Para entendermos uma lei, é necessário analisar além da sua letra, o contexto histórico na qual foi produzida. Este último, de importância ímpar para entendermos o que motivou sua criação. A Lei de imprensa, por exemplo, surgiu em uma época que se buscava veementemente calar a voz do povo. Entendendo isso, foi editada uma norma que intimidava os “formadores de opinião”, pois, perspicazmente conclui-se que, um povo mal instruído é massa facilmente manipulável. Assim, o legislador encontrou na anulação dos meios de comunicação a maneira mais rápida e eficaz de atingir tal objetivo.
Finda ditadura e também a referida Lei; em plena sociedade democrática, eis que surge o debate acerca de outra norma engessadora. Desta vez tendo por alvo, não o profissional da comunicação, mas todo um Poder hierarquicamente análogo ao Legislativo; o Judiciário.
Não é difícil imaginar de quem seria a autoria de um projeto de Lei que tem por escopo levar a pó o princípio da tripartição de poderes. É de menor surpresa ainda, a conclusão sobre quais seriam os reais propósitos do ilustríssimo Deputado Paulo Maluf (PP  SP) ao propô-la.
É de fácil visualização a ansiedade com a qual este senhor deve aguardar a votação de uma norma que, segundo seus defensores, visa tão-somente proteger a honra, a dignidade e imagem de pessoas “apenas” acusadas, cujos processos ainda não transitaram em julgado.

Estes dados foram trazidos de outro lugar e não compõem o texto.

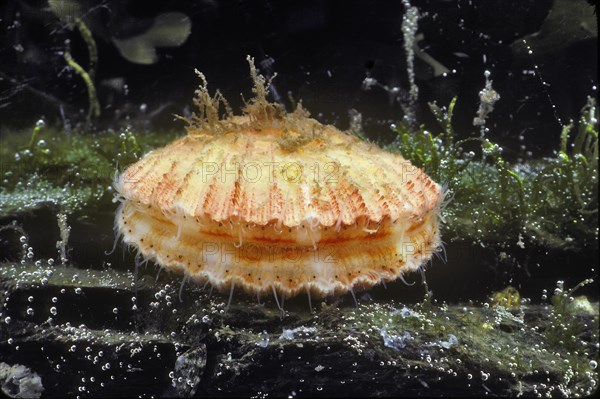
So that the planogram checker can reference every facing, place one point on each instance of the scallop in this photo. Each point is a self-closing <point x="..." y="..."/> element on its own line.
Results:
<point x="271" y="201"/>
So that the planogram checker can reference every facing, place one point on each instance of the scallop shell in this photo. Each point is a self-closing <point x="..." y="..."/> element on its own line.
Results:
<point x="271" y="201"/>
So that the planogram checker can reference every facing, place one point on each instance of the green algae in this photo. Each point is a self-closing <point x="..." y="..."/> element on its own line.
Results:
<point x="552" y="201"/>
<point x="67" y="171"/>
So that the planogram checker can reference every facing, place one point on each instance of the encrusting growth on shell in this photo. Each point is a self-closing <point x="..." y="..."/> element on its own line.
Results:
<point x="271" y="200"/>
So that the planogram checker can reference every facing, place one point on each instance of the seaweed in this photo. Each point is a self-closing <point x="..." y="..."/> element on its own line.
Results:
<point x="552" y="201"/>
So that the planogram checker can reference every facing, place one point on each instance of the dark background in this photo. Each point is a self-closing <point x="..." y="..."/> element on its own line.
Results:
<point x="322" y="51"/>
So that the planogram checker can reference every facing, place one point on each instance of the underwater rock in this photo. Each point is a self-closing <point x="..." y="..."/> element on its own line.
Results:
<point x="106" y="340"/>
<point x="20" y="382"/>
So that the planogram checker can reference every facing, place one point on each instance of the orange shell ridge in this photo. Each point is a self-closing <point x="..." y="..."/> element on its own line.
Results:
<point x="274" y="201"/>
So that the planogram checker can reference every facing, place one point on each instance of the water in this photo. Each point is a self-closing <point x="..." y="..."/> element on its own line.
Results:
<point x="87" y="88"/>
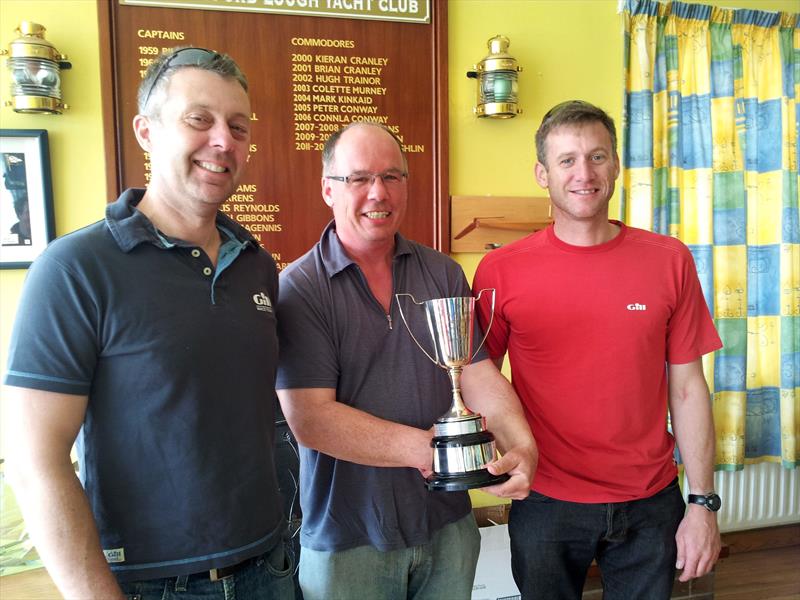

Nos perguntamos quais seriam os verdadeiros beneficiados com tal lei. A quem interessaria os longos processos recheados de recursos das mais variadas espécies? Imagine se todos eles estiverem sob segredo de justiça. Se nós, “povo”, que a cada biênio “renovamos” nossos representantes por meio voto, não tivermos ciência dos atos praticados por eles quando do seu mandato.
Esses defensores da Mordaça para o Judiciário usam como tese, a proteção aos Direitos Fundamentais do Homem, previstos no art. 5º, da nossa Lei Maior. Segundo os mesmos, a autoridade judiciária que expuser sua opinião ou manifestar qualquer pensamento acerca de processo no qual está atuando, deverá receber a condenação de autores de ações públicas e populares quando for reconhecida sua intenção de promoção pessoal, má-fé ou perseguição política, penalizando os responsáveis pela ação com multa equivalente a dez vezes o valor dos custos processuais gastos pelos acusados, além de prever condenação de até 10 meses de prisão aos autores.
Para os que conseguem enxergar mais além e lutam contra tal lei, trata-se de arbitrariedade. Uma busca desenfreada pelo silêncio dos aplicadores e fiscais da Lei. Para estes, trata-se de um retrocesso. É propor algo que já existe. Ao editar tal norma de proteção à honra, à dignidade e à imagem das pessoas, os legisladores fingem esquecer que os instrumentos para efetivação desses direitos já pousam no nosso ordenamento tão inflado.
Há muito que o poder conferido ao Ministério Público incomoda alguns dos nossos representantes, os quais até pouco gozavam de um sigilo de justiça quase absoluto quando das suas práticas delituosas, hoje tão perseguidas.
Em entrevista ao Estadão, em 17 de junho, o presidente da Associação Nacional dos Membros do Ministério Público, José Carlos Cosenzo, afirmou que o projeto seria uma represália do ex-prefeito de São Paulo motivada pelos processos criminais e civis nos quais ele já foi réu. "Ele (Paulo Maluf) usa o mandato para retaliar o MP. O projeto prejudica a sociedade, pois cerceia a ação daquele que quer acabar com a impunidade", disse.
Parece que, na atual conjuntura são outros os Direitos Fundamentais que precisam ser resguardados: manifestação do pensamento e a liberdade de consciência. Esses, sim, necessitam cada vez mais da guarida, precipuamente daqueles representantes que, infelizmente ainda legislam em causa própria.